Yes, one more holiday candy recipe - I didn't manage to post this before christmas, and I still have quite a backlog, but hey, this is appropriate all year round. (Or inappropriate, depending on your relation to candy, but that's another story.)
As with all caramel, don't attempt this without a candy thermometer, and don't let the kids help. It's a little scary since it's high temperatures involved, but it's not difficult at all. And the caramels are well worth any trouble!
Peppermint Candy Cane Caramels
makes at least 50
140 g glucose
280 g sugar
200 ml cream (full-fat)
80 g unsalted butter
1 tsp sea salt
1/2 tsp vanilla powder or 1/2 scraped-out vanilla bean
1/2-1 tsp peppermint oil (or a little more if using extract)
100 g crushed candy canes
Start by combinining glucose and sugar in a saucepan, and heat until 165°C - watch it closely, it'll go quickly towards the end.

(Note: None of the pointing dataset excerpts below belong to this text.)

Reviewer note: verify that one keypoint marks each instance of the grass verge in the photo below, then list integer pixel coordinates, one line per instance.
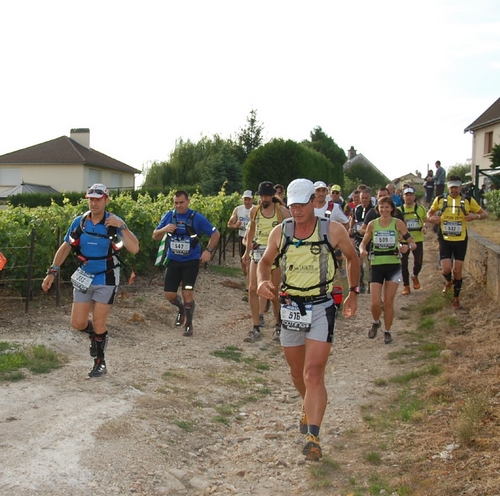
(16, 359)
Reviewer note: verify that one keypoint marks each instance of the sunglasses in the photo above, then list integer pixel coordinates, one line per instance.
(96, 192)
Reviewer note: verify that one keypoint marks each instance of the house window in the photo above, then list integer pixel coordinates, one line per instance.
(10, 177)
(116, 181)
(94, 176)
(488, 143)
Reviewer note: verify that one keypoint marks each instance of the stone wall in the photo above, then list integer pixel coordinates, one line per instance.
(483, 263)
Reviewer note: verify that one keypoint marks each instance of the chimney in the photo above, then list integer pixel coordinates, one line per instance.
(81, 136)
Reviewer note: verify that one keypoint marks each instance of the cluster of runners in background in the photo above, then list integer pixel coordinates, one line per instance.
(293, 242)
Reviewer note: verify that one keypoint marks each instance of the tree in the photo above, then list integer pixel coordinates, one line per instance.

Meanwhile, bring cream, butter, salt, vanilla and mint to a boil in another pan, and keep it warm. When the sugar has reached the right temperature, add the cream mixture. Be VERY CAREFUL! It will sputter and bubble a lot.
Stir until it settles down into a homogenous mixture, and cook until it reaches 125°C. Pour into a prepared tin - I use a special non-stick foil, but you can just oil a tin.
Sprinkle with the crushed candy canes - if you do it right away, they'll melt, which is what I did. Wait for a minute or two if you want them to retain their texture and sit more on top.
Let the caramel set but not cool completely, and then turn out the whole slab on a cutting board. Cut it into good sized caramels. If it becomes too hard and brittle to cut, you can soften it briefly in the microwave, for 10-15 seconds.